At MFEX by Euroclear, upholding data and information security is seen as fundamental for being able to operate in a safe and successful way, as well as being a trusted and preferred business partner. As an actor in the financial industry, we rely on time-sensitive financial information and pricing in order to operate, and avoiding disruptions to our digital system is therefore key to our success. Failing to adhere to any data regulations or being subject of external cyber threats such as ransomware attacks, are therefore seen as critical risks within MFEX.

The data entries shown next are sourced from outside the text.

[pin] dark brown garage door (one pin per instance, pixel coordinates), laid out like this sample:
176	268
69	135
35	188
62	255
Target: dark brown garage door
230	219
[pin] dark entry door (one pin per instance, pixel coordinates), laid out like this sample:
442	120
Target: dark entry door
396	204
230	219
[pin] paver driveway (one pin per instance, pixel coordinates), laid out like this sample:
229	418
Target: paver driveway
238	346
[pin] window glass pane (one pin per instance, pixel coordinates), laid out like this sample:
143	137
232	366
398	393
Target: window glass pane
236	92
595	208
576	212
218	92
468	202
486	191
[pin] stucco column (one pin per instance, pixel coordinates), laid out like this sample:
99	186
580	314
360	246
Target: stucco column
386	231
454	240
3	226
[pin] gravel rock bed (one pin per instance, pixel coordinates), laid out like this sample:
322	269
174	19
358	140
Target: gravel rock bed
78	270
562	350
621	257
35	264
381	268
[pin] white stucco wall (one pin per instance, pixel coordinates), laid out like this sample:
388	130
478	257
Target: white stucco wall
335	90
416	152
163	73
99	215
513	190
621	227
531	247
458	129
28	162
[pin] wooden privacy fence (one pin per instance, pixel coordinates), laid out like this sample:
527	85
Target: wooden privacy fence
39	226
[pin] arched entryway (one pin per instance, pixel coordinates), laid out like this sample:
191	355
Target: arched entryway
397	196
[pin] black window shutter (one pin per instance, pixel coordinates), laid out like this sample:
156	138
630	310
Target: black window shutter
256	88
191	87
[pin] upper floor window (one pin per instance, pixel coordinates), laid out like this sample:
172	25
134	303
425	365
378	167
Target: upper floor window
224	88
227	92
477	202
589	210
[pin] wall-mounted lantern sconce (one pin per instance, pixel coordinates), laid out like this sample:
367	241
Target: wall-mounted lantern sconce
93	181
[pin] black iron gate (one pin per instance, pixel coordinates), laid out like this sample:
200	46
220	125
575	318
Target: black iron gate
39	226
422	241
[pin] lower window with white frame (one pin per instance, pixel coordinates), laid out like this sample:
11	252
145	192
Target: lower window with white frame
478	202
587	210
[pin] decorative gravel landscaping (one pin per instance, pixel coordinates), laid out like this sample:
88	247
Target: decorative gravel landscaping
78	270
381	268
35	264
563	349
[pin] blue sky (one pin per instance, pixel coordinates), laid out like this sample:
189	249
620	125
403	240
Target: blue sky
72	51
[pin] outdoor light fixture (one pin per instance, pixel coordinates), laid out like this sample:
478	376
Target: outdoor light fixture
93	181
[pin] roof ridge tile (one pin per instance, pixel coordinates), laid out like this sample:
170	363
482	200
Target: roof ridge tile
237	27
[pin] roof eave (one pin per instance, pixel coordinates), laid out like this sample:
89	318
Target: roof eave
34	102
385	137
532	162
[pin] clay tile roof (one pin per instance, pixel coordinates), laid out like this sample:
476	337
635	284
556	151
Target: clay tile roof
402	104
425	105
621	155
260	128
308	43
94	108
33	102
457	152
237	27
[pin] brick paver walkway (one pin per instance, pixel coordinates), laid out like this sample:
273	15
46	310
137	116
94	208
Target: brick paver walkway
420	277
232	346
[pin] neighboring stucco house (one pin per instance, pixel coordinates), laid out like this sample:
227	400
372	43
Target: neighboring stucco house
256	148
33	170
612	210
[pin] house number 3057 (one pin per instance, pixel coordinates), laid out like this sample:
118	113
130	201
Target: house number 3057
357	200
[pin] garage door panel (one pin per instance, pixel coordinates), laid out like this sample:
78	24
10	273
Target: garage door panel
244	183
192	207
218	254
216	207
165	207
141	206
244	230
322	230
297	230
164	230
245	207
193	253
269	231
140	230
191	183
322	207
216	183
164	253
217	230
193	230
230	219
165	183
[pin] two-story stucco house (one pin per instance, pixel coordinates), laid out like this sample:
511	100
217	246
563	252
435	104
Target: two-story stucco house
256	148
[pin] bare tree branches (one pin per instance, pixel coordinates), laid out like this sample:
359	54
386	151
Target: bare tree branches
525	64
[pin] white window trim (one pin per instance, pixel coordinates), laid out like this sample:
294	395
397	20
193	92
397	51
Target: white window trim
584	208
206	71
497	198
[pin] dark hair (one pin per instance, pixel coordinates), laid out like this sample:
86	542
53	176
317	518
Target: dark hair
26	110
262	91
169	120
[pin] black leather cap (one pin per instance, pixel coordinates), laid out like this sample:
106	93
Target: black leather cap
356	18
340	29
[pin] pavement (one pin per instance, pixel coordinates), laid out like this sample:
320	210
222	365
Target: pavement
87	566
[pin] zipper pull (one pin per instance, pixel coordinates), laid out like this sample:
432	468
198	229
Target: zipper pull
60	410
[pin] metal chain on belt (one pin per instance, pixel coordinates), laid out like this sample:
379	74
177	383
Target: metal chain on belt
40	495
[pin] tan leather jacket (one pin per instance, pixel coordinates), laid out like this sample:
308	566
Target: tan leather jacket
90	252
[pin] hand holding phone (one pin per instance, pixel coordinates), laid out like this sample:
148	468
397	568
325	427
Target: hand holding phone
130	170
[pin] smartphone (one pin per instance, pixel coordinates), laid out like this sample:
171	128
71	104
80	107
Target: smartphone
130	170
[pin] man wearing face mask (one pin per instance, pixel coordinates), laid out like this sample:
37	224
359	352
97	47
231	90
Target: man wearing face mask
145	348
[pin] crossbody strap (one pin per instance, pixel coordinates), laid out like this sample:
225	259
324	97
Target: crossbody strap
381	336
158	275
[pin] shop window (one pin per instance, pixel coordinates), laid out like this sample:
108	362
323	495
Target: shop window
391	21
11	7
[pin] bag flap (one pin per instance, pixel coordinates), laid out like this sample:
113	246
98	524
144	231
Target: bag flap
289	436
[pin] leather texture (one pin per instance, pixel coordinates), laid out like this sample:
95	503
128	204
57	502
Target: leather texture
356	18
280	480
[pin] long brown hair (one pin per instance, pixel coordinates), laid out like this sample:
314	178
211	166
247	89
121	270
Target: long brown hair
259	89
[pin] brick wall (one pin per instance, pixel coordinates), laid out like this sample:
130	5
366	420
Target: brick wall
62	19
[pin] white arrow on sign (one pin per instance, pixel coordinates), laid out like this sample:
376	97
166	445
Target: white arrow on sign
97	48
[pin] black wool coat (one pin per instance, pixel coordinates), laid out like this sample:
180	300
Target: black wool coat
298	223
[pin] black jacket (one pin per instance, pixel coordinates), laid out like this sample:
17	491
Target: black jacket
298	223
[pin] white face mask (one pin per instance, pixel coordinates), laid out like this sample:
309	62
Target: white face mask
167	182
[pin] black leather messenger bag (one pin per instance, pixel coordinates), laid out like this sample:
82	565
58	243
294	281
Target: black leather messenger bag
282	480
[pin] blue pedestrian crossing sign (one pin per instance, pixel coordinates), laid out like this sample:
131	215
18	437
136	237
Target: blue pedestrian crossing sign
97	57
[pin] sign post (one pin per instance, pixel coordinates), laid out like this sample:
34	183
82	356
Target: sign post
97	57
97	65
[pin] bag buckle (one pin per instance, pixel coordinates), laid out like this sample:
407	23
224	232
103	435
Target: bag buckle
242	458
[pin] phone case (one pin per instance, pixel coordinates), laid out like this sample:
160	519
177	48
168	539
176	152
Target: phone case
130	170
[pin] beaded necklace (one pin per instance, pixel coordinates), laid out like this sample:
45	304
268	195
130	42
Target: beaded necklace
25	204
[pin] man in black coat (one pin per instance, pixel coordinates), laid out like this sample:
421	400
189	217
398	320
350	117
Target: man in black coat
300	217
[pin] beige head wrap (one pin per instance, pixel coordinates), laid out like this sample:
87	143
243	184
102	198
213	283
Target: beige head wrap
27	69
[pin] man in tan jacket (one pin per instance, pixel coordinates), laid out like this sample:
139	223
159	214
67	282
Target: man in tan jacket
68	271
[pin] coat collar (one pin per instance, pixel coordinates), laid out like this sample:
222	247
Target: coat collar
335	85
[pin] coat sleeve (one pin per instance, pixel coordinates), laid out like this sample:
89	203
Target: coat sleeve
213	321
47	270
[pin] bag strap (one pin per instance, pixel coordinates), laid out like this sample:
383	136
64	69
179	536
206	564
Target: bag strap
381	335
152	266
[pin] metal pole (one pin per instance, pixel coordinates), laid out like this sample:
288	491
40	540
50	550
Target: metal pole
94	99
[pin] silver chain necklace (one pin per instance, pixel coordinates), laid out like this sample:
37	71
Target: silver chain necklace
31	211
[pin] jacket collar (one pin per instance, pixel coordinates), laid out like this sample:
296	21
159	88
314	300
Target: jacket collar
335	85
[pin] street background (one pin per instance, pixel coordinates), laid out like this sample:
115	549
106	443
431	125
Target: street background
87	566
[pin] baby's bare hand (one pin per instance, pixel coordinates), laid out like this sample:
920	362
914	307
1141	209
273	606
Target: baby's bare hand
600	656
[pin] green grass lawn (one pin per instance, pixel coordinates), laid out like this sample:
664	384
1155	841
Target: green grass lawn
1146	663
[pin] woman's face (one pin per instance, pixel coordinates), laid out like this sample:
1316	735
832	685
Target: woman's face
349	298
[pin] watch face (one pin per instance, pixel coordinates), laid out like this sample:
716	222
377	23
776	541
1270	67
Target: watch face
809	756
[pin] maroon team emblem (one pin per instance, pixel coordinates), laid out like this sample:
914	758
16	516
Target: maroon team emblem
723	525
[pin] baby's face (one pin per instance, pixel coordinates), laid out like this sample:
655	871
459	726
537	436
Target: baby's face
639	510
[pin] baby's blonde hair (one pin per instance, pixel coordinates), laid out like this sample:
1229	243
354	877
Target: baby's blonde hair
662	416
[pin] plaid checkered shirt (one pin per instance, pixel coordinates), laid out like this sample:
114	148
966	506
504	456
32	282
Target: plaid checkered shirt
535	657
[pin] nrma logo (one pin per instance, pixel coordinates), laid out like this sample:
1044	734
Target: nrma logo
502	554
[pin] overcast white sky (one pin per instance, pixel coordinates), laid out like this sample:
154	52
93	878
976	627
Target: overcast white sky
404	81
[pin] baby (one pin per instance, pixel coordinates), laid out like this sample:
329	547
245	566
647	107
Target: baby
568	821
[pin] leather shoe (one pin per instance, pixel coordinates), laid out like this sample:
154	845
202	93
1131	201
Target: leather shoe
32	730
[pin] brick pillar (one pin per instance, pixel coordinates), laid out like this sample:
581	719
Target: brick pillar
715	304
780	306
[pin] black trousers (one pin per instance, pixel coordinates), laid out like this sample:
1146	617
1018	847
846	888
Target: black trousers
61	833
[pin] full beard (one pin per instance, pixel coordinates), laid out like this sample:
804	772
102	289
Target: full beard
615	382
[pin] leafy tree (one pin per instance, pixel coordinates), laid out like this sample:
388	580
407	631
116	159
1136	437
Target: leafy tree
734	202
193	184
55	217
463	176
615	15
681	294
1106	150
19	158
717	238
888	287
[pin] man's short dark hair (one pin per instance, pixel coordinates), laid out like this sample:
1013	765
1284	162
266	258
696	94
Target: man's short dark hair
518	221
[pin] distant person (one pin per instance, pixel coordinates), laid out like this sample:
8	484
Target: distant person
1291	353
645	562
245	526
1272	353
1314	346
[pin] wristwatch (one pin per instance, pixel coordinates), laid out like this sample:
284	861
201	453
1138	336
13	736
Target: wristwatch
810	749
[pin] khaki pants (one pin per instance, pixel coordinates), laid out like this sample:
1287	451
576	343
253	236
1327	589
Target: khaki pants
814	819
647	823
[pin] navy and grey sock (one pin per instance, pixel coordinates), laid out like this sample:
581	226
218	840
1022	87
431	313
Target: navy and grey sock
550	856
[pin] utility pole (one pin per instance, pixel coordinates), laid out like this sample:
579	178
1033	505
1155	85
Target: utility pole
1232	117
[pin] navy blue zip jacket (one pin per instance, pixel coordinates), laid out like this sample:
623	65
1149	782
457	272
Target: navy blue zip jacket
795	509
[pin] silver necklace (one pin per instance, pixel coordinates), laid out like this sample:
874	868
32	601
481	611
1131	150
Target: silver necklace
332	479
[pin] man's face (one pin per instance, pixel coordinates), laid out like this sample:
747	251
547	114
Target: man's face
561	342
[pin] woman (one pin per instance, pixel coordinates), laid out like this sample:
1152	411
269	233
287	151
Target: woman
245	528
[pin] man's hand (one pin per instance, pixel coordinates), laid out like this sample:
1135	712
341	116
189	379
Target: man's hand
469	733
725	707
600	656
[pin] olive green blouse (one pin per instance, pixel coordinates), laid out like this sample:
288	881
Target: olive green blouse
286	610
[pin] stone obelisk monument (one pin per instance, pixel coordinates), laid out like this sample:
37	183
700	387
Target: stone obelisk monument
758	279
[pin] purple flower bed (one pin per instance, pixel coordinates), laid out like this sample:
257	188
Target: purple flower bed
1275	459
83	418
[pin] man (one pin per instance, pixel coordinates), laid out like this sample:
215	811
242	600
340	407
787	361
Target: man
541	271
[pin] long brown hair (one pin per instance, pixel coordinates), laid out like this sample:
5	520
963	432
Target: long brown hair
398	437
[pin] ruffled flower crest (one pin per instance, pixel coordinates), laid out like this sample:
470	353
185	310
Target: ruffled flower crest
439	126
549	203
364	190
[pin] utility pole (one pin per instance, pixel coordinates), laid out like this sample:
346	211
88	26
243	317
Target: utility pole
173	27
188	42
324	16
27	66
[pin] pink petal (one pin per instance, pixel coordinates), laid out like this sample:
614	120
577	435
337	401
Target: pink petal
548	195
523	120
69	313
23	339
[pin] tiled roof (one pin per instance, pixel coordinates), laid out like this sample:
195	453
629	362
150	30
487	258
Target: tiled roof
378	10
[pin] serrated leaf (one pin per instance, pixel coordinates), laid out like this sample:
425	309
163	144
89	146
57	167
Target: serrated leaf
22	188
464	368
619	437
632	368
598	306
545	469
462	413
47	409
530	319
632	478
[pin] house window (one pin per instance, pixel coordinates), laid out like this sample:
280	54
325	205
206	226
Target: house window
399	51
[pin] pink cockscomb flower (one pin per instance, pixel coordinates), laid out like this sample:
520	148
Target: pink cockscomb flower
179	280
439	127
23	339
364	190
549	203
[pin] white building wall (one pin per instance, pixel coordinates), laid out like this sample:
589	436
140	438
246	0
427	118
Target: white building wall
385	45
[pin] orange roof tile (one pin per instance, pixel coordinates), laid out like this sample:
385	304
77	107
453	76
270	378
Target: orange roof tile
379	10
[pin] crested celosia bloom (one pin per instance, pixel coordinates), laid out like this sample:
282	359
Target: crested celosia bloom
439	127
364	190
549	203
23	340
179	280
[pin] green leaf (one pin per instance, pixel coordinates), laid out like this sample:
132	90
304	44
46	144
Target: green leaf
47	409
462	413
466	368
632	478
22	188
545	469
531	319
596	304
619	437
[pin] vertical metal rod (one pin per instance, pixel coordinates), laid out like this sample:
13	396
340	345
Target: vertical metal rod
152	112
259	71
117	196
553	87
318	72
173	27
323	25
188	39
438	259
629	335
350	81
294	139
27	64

MFEX comply with all national legislations in the countries in which we operate, as well as with the EU General Data Protection Regulation (GDPR). In order to ensure compliance, we follow industry best practices such as the NIST Cyber Security Framework, ISO/IEC 27002 as well as the SWIFT Customer Security Control Framework. EBA Guidelines on ICT and security risk management and MAS Technology Risk Management Guidelines. MFEX have a GDPR Policy in place and any complaints or incidents can be reported through our whistleblowing function or directly to the Data Protection Officer. During 2021, MFEX have not identified any substantiated complaints concerning breaches of customer privacy.
Data and information security at MFEX is governed through the Chief Security Officer (CSO), who is located at the Headquarter in Stockholm and oversees the company-wide work with security. The CSO reports to the Chief Technical Officer (CTO) but is also in close dialogue with the Chief Risk Officer (CRO), who reports directly to the Board of Directors (BoD). The daily security operations are carried out through information security officers in Luxembourg, as well as through the Security Operations Center that detects and responds to incidents.
MFEX applies a 5-step approach for working with Information security incidents:
Identify : Asset Management, Business Environment, Governance, Risk Assessment, Risk Management Strategy
Protect : Awareness Control, Awareness & Training, Data Security, Information Protection, Processes & Procedures, Protective Technology
Detect : Anomalies & Events, Communications, Analysis, Mitigation, Improvement
Respond : Awareness Control, Awareness & Training, Data Security, Information Protection, Processes & Procedures, Protective Technology
Recover: Recovery Planning, Improvements, Communications
National Institute of Standards and Technology (NIST) Cybersecurity Framework
Since the cyber security landscape constantly evolve, we continuously oversee our routines and practices to ensure that we evolve and can detect and prevent any new types of threats. One way that we assess the success of our management approach is simply by measuring the number of confirmed breaches or losses of customer data. During the past year, a process has been initiated to improve the security awareness among employees, to prevent potential data breaches due to human errors. The goal is to launch security awareness training that are customized towards the employees’ existing knowledge.